Technoblogic(.io)

Shameful Self Promotion

Why DevOps Isn't a Job, It's a Culture

DevOps is not a job, it’s a culture. DevOps is a shift in how you decide to manage, deploy, develop, monitor, and interact with your application code and your infrastructure as a whole. DevOps is a holistic approach to enacting the now bankrupt term “agile” as a method of development and operations engineering in an organization.

At SRC:CLR we have a culture of DevOps that puts me face-to-face with developers everyday. At many companies the ‘DevOps’ team never sees another dev. In fact, they may not see another operations person either. Usually, when you hear the term ‘DevOps team’, that means it’s just another siloed group of people in a company, usually focused on automating infrastructure.

At SRC:CLR we roll DevOps in the way it was meant to be rolled: me, ‘Mr. DevOps’, sits shoulder to shoulder with our devs. No partitions, no separate team. When we get a Dir. of Engineering I’ll be reporting to him, the same as our devs. Our operations are tightly coupled with the development of our code. That coupling ensures everyone is on a flat playing field, pushing towards the same goal.

How does this affect operations and development at SRC:CLR? It’s the feedback loop stupid - it’s continuous integration of ideas and knowledge of our application and our infrastructure. It creates synergy between how we architect our applications and how we automate and deploy our infrastructure.

True story: last week we had a hard time diagnosing why one of our main services was crashing. At first we thought it was Tomcat not having enough heap space. That helped but didn’t fix it from continuing to silently crash. We enabled more robust logging but ended up with massive amounts of java spring output that we started grepping through.

Not useful.

I started looking at the process and realized our current monitoring system wasn’t robust. We were using a mixture of New Relic for application and systems monitoring with CloudWatch from AWS. New Relic didn’t have any logging data and what we wanted to find was correlation between the generated logs at failure and the process crashing. We didn’t have a robust tool to look at the log data.

I started looking at hosted solutions: SumoLogic, Librato + Logstash, loggly. In the end our developers and I agreed that even though Librato has AMAZING graphing capabilities that offloading our logs to a hosted solution was insecure at best. We needed to stand up a solution in our private VPC.

After that lunch meeting I went back to the drawing board and started piecing together some Puppet code around Elasticsearch, Logstash and Kibana that I had started the previous week. In an hour I had an ELK + Redis stack up and running that was pulling down unfiltered log data from the node running the service which was crashing.

If you’ve never graphed logging data you’re not doing it right.

One of the lead devs on our platform started looking at the graphing output. A lot of it was health checks from HaProxy. Not a problem, I can filter that out on the node using ‘drop{}’ in logstash. Next up was creating a lot of data on the node. We ran some queries against the service and started looking at the data that was coming in.
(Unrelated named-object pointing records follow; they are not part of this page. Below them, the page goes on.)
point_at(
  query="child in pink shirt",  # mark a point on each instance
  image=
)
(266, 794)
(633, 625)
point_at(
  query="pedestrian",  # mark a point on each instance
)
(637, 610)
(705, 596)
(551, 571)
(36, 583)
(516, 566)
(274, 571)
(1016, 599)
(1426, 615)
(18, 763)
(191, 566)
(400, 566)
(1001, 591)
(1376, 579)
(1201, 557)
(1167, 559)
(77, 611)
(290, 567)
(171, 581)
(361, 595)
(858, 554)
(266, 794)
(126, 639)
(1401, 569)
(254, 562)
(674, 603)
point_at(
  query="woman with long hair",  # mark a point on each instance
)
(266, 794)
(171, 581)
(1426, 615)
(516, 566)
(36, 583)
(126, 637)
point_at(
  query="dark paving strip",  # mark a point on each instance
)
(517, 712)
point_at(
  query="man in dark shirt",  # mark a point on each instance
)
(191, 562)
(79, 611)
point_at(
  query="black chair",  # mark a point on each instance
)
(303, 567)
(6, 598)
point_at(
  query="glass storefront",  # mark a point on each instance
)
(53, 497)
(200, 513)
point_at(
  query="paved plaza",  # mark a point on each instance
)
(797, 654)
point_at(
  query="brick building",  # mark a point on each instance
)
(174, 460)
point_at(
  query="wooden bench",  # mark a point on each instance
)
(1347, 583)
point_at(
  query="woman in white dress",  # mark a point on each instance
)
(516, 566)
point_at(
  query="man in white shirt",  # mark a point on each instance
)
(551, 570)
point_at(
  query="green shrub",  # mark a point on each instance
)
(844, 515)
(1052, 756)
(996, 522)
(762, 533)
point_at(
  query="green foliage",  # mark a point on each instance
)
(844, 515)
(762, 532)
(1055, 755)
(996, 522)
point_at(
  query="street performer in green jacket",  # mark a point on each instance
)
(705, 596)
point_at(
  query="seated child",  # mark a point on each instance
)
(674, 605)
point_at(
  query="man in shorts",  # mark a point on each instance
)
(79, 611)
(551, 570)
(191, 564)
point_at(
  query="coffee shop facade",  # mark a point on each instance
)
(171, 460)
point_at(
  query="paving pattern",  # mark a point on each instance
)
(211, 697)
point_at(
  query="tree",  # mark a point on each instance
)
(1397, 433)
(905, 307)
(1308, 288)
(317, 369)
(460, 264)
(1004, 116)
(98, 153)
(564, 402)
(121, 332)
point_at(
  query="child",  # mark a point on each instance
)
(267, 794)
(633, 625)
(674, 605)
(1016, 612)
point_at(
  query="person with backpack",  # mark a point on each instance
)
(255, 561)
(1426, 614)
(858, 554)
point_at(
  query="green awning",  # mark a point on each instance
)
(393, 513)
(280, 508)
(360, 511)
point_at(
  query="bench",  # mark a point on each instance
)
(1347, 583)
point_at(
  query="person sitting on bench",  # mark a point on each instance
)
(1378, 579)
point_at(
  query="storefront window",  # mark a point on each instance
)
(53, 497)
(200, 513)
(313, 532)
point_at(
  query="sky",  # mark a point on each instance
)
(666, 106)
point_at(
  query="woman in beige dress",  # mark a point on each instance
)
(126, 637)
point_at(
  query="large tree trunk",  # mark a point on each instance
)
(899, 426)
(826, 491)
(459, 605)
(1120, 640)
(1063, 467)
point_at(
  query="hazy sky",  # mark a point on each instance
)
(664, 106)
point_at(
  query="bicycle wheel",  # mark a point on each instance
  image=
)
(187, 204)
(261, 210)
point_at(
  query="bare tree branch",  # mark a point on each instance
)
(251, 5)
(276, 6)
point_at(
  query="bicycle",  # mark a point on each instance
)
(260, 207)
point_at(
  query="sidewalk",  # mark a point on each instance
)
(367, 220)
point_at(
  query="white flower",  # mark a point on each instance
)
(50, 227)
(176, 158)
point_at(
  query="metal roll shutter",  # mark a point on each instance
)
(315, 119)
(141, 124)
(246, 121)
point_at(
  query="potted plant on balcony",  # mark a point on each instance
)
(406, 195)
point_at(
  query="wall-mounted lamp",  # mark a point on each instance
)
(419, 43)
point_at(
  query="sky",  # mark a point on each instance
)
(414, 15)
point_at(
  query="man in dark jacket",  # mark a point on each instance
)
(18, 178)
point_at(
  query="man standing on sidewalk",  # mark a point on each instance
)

Having an interactive face to our logging data in the Kibana dashboard is invaluable. We can find correlations between crashes (on timestamps) and generated logging output. We can use that data to create alerts that go off before the process crashes.

At the end of the day I’m an automation guru. The infrastructure that I automate is tightly coupled with our code. Since I have the skills to bring to life the data that the developers generate (in this case logging data) I can help alleviate stress on our infrastructure, create a more performate and stable platform and enable deep insights to how code responds in a fully integrated environment.

This transparency between the code development process and how deployed code behaves is core to DevOps culture. My job is about creating feedback loops for our development team so when things break in a deployed environment we can intelligently respond and iterate faster and smarter.

I can do this in a fully secure VPC or I can develop other methodologies in less secure hosted solutions. Either way, at the end of my day it’s my job to ensure we have uptime. By far the best way to achieve that is to embed me in the middle of the development process, enabling fast iteration and seamless feedback between the development and operations ends of the deployment process.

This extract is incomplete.